И дело не в том, что наука развращена финансовой зависимостью от больших
корпораций и государственных учреждений. Наука просто не в силах дать адекватный
ответ. [Пятнадцать лет назад экологи предсказывали исчезновение лесов, а сегодня
проблемой стало слишком большое разрастание деревьев…] Теория рискованного
общества подчеркивает иррациональность нашего существования: нам вновь и вновь
приходится принимать решения, хотя мы знаем, что не способны это делать, что
решение наше будет случайным.
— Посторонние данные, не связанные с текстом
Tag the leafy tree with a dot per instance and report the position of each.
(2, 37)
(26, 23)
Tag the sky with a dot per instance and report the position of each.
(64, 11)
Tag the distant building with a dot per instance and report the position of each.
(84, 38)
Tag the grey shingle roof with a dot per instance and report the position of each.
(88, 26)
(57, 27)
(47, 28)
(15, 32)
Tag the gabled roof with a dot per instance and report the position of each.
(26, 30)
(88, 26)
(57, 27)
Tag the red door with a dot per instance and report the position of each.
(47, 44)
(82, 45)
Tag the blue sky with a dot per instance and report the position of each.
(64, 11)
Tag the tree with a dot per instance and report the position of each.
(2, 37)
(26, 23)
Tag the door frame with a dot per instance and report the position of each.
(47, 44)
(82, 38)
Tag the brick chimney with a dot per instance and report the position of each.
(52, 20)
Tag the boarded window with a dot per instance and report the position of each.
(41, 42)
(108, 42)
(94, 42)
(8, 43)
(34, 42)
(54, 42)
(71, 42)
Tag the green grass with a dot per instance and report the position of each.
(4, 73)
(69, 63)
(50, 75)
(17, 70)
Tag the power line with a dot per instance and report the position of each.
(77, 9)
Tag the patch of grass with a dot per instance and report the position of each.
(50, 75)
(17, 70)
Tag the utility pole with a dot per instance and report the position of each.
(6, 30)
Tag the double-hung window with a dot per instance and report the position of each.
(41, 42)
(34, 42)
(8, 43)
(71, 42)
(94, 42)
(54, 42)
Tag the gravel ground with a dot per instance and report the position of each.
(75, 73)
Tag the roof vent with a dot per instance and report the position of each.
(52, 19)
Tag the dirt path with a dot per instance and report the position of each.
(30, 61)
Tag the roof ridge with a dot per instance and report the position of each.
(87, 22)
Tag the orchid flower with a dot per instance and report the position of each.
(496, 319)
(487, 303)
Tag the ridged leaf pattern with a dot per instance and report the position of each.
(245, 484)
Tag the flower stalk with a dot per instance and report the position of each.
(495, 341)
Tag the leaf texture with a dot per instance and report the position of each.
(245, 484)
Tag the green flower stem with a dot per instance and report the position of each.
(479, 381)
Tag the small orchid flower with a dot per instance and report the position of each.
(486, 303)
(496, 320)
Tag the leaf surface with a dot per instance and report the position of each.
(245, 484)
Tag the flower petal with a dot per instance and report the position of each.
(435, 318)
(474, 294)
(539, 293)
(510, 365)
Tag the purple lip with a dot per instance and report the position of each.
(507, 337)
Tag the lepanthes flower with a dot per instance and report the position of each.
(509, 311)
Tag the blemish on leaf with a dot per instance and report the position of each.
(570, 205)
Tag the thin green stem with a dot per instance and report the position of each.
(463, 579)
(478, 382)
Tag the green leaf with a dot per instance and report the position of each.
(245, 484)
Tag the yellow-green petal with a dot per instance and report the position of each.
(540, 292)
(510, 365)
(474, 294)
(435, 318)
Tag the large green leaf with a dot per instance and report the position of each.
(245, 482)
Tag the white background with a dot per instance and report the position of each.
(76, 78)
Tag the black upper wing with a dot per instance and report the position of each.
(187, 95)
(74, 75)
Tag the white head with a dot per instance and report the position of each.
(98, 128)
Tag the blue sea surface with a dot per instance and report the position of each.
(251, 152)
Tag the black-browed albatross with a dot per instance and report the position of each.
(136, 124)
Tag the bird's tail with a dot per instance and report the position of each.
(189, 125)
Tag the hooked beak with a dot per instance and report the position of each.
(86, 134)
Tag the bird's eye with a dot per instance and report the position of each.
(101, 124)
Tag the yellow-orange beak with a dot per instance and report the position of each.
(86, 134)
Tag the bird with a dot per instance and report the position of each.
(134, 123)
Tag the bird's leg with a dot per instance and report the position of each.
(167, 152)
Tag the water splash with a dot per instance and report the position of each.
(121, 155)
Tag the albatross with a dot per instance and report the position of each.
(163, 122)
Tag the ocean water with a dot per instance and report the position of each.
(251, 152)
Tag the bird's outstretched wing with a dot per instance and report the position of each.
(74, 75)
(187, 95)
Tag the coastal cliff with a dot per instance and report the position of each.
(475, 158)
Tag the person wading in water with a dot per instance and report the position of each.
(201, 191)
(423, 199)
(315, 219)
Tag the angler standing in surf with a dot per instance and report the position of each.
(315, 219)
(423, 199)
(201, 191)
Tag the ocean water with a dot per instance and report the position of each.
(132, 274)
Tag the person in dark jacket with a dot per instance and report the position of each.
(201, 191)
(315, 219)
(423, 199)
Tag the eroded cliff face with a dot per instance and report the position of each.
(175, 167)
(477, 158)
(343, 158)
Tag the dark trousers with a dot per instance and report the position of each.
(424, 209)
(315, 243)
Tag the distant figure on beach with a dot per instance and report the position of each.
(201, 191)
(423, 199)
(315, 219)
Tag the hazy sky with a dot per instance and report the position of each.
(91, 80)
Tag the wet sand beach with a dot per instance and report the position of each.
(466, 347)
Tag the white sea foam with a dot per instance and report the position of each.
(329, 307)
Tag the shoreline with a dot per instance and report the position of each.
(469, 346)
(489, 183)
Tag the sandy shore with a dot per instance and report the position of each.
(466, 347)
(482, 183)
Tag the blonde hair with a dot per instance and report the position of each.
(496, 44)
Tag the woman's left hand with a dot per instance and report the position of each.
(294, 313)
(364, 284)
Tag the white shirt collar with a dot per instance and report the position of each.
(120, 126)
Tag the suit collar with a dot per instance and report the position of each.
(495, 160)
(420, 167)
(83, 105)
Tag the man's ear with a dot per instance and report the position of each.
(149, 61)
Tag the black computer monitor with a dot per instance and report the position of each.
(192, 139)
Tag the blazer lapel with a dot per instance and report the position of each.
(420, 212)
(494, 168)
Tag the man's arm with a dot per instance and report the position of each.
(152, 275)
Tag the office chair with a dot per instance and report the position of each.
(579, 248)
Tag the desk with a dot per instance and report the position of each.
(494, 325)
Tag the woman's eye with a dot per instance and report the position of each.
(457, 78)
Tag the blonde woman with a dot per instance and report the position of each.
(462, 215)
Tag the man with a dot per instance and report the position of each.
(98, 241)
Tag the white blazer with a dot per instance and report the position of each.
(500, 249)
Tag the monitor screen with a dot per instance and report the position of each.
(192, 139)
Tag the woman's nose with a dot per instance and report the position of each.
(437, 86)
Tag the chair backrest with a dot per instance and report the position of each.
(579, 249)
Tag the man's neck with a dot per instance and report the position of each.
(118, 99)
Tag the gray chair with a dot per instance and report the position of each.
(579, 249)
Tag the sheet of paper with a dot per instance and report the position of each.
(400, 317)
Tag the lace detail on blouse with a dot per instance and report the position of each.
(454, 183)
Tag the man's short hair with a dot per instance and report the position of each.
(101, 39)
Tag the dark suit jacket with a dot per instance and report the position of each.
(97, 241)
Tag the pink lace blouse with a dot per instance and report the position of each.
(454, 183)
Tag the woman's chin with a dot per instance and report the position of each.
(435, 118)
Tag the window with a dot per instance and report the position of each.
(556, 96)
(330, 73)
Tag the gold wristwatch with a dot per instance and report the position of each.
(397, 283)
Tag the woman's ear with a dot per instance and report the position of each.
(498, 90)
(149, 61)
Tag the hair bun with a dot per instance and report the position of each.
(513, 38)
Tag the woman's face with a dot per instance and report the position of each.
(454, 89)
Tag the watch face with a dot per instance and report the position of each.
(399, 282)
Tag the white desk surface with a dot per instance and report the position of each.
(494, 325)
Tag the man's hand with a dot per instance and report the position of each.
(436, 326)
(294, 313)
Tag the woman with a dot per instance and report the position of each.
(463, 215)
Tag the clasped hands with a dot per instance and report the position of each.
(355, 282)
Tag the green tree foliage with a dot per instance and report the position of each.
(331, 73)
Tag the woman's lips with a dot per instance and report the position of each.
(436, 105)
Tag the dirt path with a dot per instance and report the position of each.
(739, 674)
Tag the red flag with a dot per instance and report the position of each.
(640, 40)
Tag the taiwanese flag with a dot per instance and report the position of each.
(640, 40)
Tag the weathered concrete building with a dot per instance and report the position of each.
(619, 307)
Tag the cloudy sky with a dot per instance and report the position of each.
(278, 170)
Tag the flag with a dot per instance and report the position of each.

Ульрих Бек и его последователи призывают к
демократическому обсуждению всех возможностей и достижению консенсуса, однако
это не решает дилеммы, которая повергает нас в ступор: почему демократические
обсуждения, в которых участвует большинство, приведут к лучшим результатам, ежели,
как известно, большинство невежественно? Политическая фрустрация большинства,
таким образом, понятна. Его призывают решать, в то время как оно получает послания,
по поводу которых не может ничего эффективно решить, то есть объективно взвесить
все pro и contra. Не случайно рождаются "теории заговора", эти отчаянные попытки
хотя бы в минимальной степени овладеть навыком, который Фред Джеймисон
обозначил термином "эвристическое картографирование". Джоди Дин [3] привлекла
внимание к любопытному феномену, отчетливо обнаружившемуся в "диалоге немых"
между официальной ("серьезной", институциализированной в академических
учреждениях) наукой и обширным доменом так называемых псевдонаук, от уфологии
до тех, что пытаются расшифровать тайны пирамид. Нельзя не дивиться тому, как
официальные ученые запросто управляются своими догматическими методами, в то
время как псевдоученые обращаются к фактам и аргументациям, свободным от ходячих
предрассудков. Конечно, ответ может быть только один: традиционные ученые говорят
от имени власти большого Другого той или иной научной институции. Но проблема
заключается в том, что именно этот большой Другой науки вновь и вновь раскрывается
как символическая фикция. Таким образом, когда мы сталкиваемся с "теориями
заговора", мы должны действовать в духе адекватного прочтения "Поворота винта"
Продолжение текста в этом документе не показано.